I made up my mind that I shouldn’t just shut up more often, I should give Maxine a lot more space to cook independently. Give her the space to experience both failure and success in the kitchen – by her own hand, not because I stepped in to guarantee an outcome.

Leveling Up

Next week is Ready, Steady, Cook week – following the 3 Formal, 1 Fun Lesson format we had agreed after our last session together. It will be the perfect opportunity for me to give Maxine the breathing space she deserves and show her that I have every bit of confidence in her capabilities as a chef.

She knows that we will start next week’s session with a pop quiz and, regardless how she does on this, I can let her know that she has successfully passed MJCC Level 1 and it is time to level up.

At Leith’s, the teaching would be split into two day parts – 4 hours of demonstrations and lectures, and 4 hours in the kitchen, practicing what we had seen and learned in the classroom.
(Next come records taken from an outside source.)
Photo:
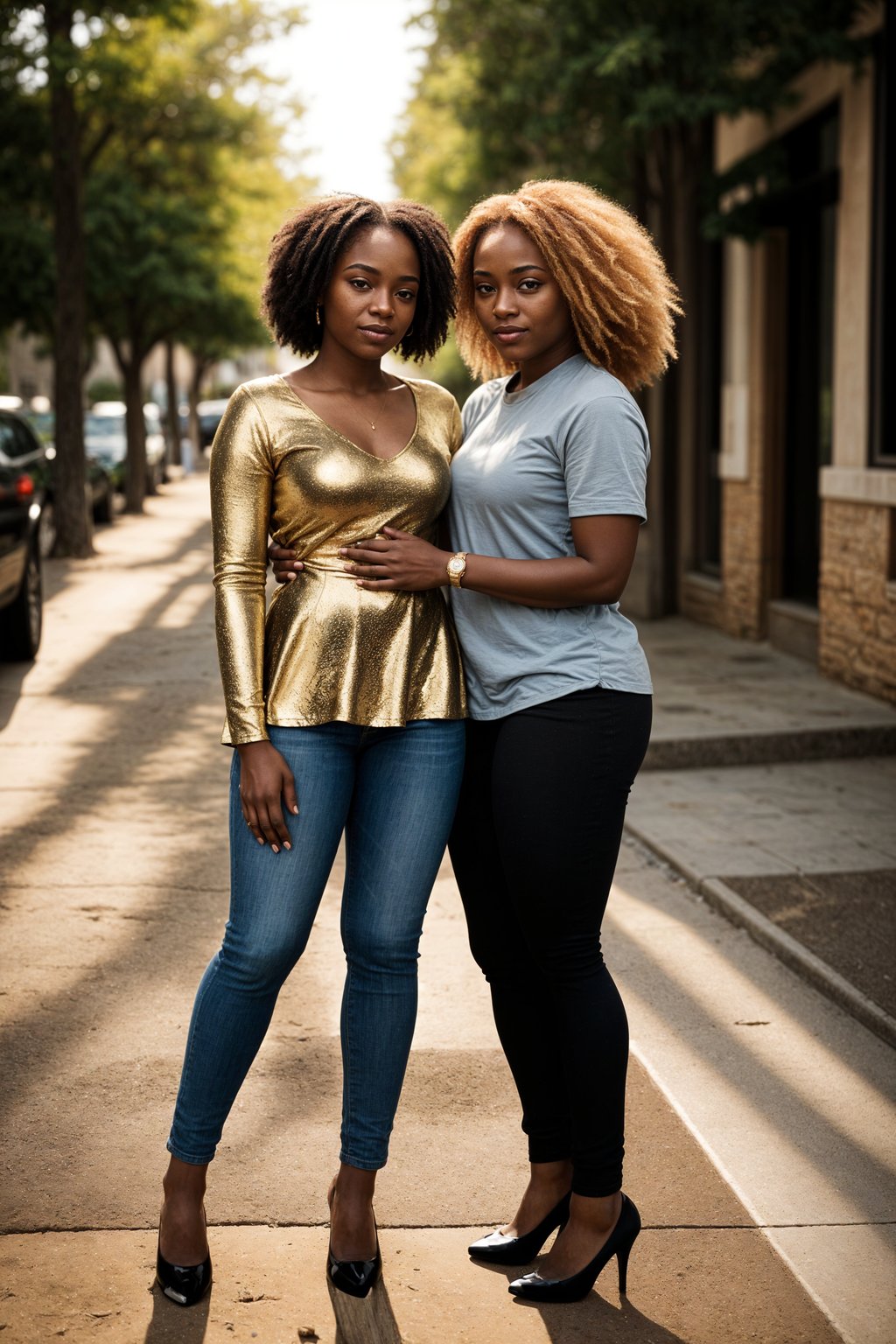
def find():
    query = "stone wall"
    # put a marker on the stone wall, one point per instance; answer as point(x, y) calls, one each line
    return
point(858, 596)
point(745, 562)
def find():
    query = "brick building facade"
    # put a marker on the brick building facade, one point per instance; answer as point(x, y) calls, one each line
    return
point(788, 529)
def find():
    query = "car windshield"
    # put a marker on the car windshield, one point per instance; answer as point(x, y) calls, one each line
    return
point(105, 426)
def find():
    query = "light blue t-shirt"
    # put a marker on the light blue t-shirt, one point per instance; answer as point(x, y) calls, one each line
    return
point(571, 445)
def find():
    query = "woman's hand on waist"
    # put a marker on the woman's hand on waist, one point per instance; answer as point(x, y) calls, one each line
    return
point(396, 561)
point(285, 564)
point(265, 781)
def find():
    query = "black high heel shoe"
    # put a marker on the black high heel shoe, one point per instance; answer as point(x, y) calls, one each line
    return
point(355, 1277)
point(620, 1242)
point(183, 1284)
point(497, 1249)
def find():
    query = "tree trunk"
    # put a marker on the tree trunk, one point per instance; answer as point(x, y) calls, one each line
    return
point(73, 515)
point(136, 476)
point(172, 418)
point(688, 150)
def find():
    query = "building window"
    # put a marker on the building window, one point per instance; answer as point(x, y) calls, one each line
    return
point(883, 343)
point(708, 423)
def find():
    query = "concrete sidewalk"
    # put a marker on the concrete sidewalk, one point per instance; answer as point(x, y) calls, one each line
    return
point(760, 1118)
point(771, 790)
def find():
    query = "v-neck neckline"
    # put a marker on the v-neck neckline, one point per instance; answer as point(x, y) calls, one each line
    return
point(351, 441)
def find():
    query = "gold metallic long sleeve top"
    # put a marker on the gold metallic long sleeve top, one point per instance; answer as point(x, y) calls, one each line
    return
point(326, 649)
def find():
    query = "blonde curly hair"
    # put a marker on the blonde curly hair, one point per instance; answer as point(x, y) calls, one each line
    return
point(621, 298)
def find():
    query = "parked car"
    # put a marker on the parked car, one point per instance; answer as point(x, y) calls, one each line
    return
point(97, 480)
point(210, 414)
point(22, 500)
point(107, 441)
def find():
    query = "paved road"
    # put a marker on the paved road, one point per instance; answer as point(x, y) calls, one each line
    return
point(758, 1118)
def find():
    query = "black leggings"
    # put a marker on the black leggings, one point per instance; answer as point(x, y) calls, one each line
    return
point(535, 847)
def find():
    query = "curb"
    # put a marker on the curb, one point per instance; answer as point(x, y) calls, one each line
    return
point(771, 747)
point(780, 942)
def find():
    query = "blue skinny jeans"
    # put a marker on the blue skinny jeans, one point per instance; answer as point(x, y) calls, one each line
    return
point(393, 792)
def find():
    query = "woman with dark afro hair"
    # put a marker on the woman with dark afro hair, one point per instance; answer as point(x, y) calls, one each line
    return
point(564, 306)
point(344, 707)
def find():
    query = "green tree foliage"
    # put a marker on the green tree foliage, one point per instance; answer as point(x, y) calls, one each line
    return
point(178, 144)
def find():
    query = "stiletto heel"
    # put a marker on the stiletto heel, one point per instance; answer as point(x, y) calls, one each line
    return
point(352, 1277)
point(183, 1284)
point(618, 1243)
point(622, 1263)
point(355, 1277)
point(497, 1249)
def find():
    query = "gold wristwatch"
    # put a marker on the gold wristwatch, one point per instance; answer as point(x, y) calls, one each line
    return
point(457, 569)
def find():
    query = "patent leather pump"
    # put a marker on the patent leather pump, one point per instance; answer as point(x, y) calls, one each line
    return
point(354, 1277)
point(499, 1249)
point(620, 1242)
point(183, 1284)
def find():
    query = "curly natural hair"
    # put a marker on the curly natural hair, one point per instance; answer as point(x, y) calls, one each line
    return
point(305, 248)
point(621, 298)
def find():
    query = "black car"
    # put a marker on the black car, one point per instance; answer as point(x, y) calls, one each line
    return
point(98, 483)
point(22, 500)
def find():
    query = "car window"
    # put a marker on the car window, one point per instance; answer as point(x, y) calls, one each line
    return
point(5, 438)
point(105, 426)
point(17, 438)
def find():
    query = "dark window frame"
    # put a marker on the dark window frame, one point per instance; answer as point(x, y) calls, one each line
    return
point(881, 440)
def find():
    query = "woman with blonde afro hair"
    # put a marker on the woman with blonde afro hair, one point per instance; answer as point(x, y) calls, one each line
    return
point(621, 300)
point(564, 306)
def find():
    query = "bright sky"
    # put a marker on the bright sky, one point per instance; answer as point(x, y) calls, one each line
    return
point(352, 65)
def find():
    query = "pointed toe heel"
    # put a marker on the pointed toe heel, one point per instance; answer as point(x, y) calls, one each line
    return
point(354, 1277)
point(497, 1249)
point(620, 1242)
point(183, 1284)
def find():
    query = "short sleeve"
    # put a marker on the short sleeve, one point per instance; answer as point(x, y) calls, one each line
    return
point(605, 453)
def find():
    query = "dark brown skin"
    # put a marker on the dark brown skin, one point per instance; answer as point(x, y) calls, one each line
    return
point(522, 311)
point(366, 311)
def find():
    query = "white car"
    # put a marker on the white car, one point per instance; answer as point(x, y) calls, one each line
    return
point(107, 440)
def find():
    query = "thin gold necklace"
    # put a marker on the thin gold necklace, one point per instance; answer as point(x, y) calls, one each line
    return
point(373, 424)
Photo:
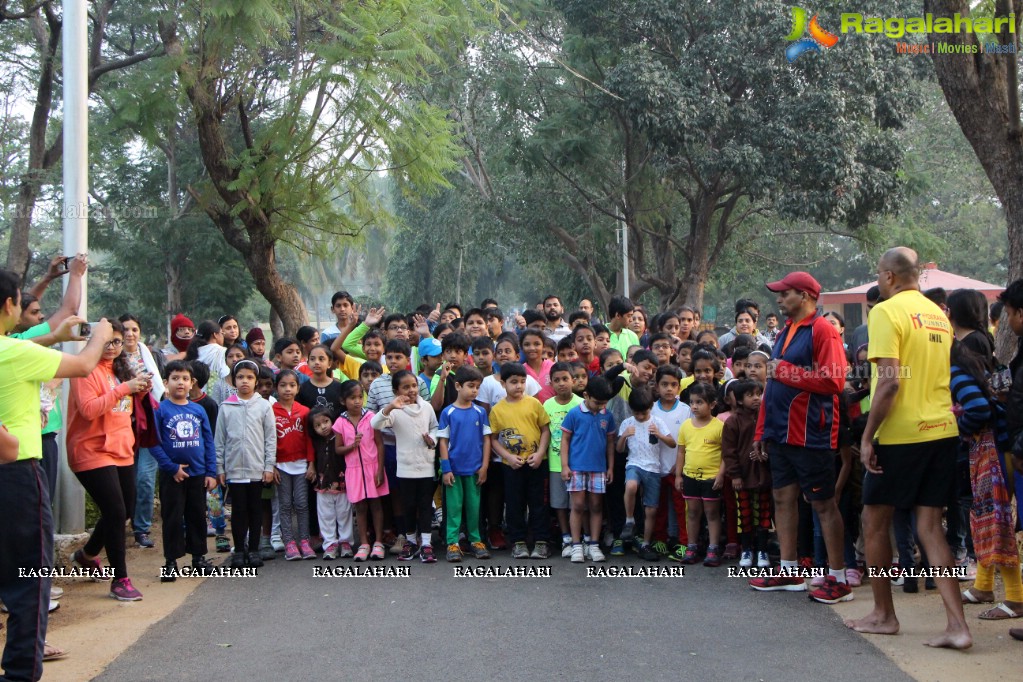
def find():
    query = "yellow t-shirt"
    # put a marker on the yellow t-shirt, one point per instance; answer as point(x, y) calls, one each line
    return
point(703, 449)
point(913, 329)
point(518, 425)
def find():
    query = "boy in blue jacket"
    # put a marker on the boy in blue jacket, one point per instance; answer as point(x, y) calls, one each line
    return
point(187, 462)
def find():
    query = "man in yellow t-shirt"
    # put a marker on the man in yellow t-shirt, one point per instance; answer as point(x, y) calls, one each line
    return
point(909, 444)
point(27, 532)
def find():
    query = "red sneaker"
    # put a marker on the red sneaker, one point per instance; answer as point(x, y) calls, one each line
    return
point(832, 592)
point(779, 584)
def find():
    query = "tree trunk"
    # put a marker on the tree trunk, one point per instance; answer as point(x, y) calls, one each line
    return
point(981, 92)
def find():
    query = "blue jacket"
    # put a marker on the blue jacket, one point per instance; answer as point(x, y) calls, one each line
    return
point(185, 438)
point(800, 404)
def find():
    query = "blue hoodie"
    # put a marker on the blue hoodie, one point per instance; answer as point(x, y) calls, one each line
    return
point(185, 438)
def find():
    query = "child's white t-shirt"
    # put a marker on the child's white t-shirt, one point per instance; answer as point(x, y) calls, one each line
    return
point(491, 391)
point(672, 419)
point(642, 453)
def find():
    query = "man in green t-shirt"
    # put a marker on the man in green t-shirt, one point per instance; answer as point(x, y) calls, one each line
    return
point(27, 534)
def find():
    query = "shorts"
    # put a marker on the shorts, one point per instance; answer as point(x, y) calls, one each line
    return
point(651, 484)
point(591, 482)
point(916, 474)
point(812, 468)
point(695, 489)
point(559, 492)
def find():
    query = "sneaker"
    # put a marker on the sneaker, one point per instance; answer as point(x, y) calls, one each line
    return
point(92, 564)
point(408, 551)
point(202, 564)
point(779, 583)
point(497, 541)
point(832, 592)
point(170, 573)
point(123, 590)
point(454, 552)
point(647, 553)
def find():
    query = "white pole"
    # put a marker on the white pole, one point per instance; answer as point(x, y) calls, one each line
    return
point(71, 498)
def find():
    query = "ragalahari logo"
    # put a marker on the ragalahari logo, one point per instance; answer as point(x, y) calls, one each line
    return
point(818, 37)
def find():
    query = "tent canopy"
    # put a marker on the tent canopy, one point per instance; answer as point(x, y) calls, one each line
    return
point(930, 277)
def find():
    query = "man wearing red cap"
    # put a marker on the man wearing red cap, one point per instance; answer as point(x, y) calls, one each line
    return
point(797, 432)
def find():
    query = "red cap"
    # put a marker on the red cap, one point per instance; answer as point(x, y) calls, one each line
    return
point(801, 281)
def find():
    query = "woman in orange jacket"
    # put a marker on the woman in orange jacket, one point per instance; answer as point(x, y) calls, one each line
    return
point(100, 453)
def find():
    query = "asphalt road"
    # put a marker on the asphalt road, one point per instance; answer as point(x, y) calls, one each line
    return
point(290, 625)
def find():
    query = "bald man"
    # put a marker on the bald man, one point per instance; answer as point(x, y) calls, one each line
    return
point(909, 443)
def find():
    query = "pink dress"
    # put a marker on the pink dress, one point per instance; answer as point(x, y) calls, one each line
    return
point(360, 464)
point(543, 378)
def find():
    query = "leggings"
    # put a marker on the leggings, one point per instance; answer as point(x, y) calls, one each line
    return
point(417, 501)
point(113, 489)
point(247, 515)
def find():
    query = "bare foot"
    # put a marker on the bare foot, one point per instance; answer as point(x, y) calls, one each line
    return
point(960, 639)
point(875, 624)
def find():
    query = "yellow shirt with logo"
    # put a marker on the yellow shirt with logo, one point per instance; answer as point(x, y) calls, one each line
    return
point(914, 330)
point(703, 449)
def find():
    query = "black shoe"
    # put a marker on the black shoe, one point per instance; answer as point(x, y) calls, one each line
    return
point(170, 573)
point(201, 563)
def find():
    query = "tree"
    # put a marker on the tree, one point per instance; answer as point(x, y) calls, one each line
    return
point(298, 104)
point(983, 93)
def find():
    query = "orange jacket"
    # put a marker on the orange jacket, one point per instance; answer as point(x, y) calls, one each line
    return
point(99, 432)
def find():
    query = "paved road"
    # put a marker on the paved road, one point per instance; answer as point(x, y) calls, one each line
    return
point(290, 625)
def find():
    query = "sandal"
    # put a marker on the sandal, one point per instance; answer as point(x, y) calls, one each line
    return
point(970, 598)
point(363, 553)
point(51, 652)
point(999, 612)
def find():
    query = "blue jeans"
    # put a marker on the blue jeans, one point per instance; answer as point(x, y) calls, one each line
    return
point(145, 487)
point(26, 542)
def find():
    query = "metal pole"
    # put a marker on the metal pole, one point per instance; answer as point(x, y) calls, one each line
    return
point(71, 498)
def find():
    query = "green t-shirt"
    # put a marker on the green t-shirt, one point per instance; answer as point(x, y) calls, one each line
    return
point(24, 366)
point(32, 332)
point(557, 412)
Maxine and I only have 2 hours per week and, although we had agreed at the start that some sessions would be demos and some would be practical sessions, all she wants to do when she’s here is to be hands on.

Rather than the “blended” demo & practical sessions that we have ended up with in Level 1, Maxine will have to cook (and clean!) far more independently in Level 2. In writing these reflections on our sessions, and finding that there are so many high quality video demos available on, probably, all the topics Maxine will need to cover in her journey at Chef’s College, I can include these in the lesson plans that she always receives a week ahead.

To pass Junior Chef’s College Level 2, Maxine will need to watch the demo videos before our session together, review the lesson plan and recipes, and prepare a time plan of what she will be cooking. Just like I had to at Leith’s.

And like my teachers at Leith’s, instead of stepping in when I see issues or potential improvements, I will ask Maxine questions for her to learn to articulate what she has in mind. And beyond that, I will be quiet, observing in the corner, available for any questions, but otherwise keeping my babbling to myself so Maxine has the room to fully engage with what she is doing. As she so eloquently asked me to do this week.

Embracing the Bland Days

Not every cooking lesson will be a revelation. Not every meal will be memorable. Some days are just about showing up, putting in the work, and getting a tiny bit better. The people who get really, really good at something aren’t the ones who only work when they feel inspired, they push through the uninspired days, too. That’s the secret – showing up. It’s as simple as that.

Maxine’s third day at Chef’s College wasn’t spectacular. But it was important. Because real progress happens when no one is watching, when the work feels tedious, when it’s just about crying through another onion, dicing another carrot, peeling another potato. And the most important progress of today was Maxine finding her voice. From here, everything else will follow.

Mastery isn’t about giant leaps. It’s about a thousand small, seemingly unremarkable steps. And that’s what we did. One more step. One more lesson. One day closer to greatness.